Prior studies in adults have shown that the risk of idiopathic BPPV increases with age and female gender.[12,15] However, our study did not find gender, age, or PCSS symptom score to be predictive factors for a diagnosis of BPPV in the setting of PCS; therefore, it may not be feasible to determine the risk of having BPPV in the pediatric or adolescent population by evaluating risk factors alone. It is important to directly assess for BPPV on examination of the patient. It should also be noted that BPPV of the superior canals can cause dizziness when going from a supine to sitting position or from sitting to standing, so it can frequently mimic orthostatic dizziness, which is common after concussion. The brief vestibular-oculomotor screening examination has become a popular bedside examination tool to assess for vestibular dysfunction in patients with concussion. This series of tests does not include assessment for BPPV. We propose that concussion specialists consider addition of BPPV assessment to their routine evaluation of all patients with concussion and ongoing dizziness.

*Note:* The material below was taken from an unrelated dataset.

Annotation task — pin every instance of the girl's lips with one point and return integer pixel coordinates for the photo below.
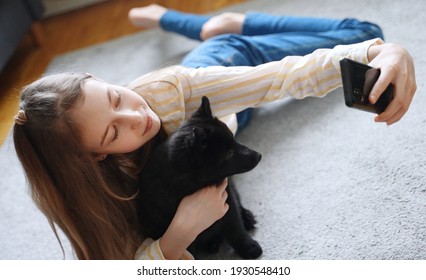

Limitations of our study include a retrospective approach and a relatively small sample size. Additionally, our study sample was biased toward only patients with PCS because of the use of MDCC to identify affected patients. This program is primarily intended for patients with prolonged recovery and a diagnosis of PCS. Long-term follow-up to determine treatment impacts and overall recovery was limited by the retrospective study design. Involvement of primary concussion providers, including sports medicine specialists, neurologists, and primary care providers may help to better assess the role of earlier diagnosis and treatment of BPPV in patients with concussion before they reach the point of prolonged recovery and warrant evaluation in such a multidisciplinary clinic setting.

Conclusion

BPPV is common in children and adolescents with persistent dizziness after concussion. It can be diagnosed and treated relatively easily in an office setting. Increased awareness of the evaluation and management of BPPV among concussion providers may help expedite recovery for many patients.